There have been a handful of great ones in the last 10 years. I can itemize them in a comic if that is interesting. What's intriguing is that the most successful Marvel films all used material from decades ago, before the company began wiping out the histories of its characters to generate sales by printing a "new #1 collectible edition."
(2) Sure, you can get published, but you will probably pay to do it. Even universities, which have basically been looking for new ways to spend money for the 35 years since they lobbied Democrats to make student loans unlimited "to increase opportunity" have a hard time justifying poetry. One example, Valpairaso Poetry Review, is shutting down after 25 years - it only had 1,000,000 hits on its website in all that time. That's 3,000 people a month despite publishing three Poet Laureates and even more Pulitzer Prize winners. No private sector effort would have bothered. That traffic is worth about $0.75. Institutional partners often carry them as outreach efforts but if an enthusiastic spearhead dies or burns out, the benefactor pulls support.

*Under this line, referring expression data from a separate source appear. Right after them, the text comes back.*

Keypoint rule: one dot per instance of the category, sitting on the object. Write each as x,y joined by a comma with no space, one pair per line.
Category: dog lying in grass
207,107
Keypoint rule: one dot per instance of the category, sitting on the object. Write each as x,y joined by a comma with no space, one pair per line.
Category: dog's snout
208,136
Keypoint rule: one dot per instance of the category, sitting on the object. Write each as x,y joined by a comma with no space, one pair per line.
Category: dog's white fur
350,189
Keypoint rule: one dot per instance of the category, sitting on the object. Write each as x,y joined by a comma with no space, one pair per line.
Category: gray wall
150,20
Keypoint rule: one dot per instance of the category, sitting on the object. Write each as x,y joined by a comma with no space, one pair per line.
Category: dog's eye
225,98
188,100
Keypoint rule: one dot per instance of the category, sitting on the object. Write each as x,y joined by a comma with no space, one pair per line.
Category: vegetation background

That's not to say they have no ongoing value. When Scienceblogs went out of business we acquired it specifically so it wouldn't disappear, but most of the content is and was unreadable to science fans or cultural moderates. It still dwarfed us in readership because its demographic was political and motivated to embrace confirmation bias about being evidence-based. Hosting a website costs little so I felt it important to keep it in existence.
(3) Not all niche markets are necessarily down, they have condensed to their revenue stream. There are numerous magazines about model and real trains, for example. Train aficionados will pay $50 a month for each subscription without complaint.
(4) Rap should be harder for AI to generate, except if AI can fool casual listeners about poetry, despite AI not knowing the cultural creative basis or contextual meaning in words, it can do so for rap as well.
(5) I am guilty of that. If I see something I like, and then deduce it is AI, I am probably more annoyed than I would be if I had known it was AI in advance. Most humans react this way.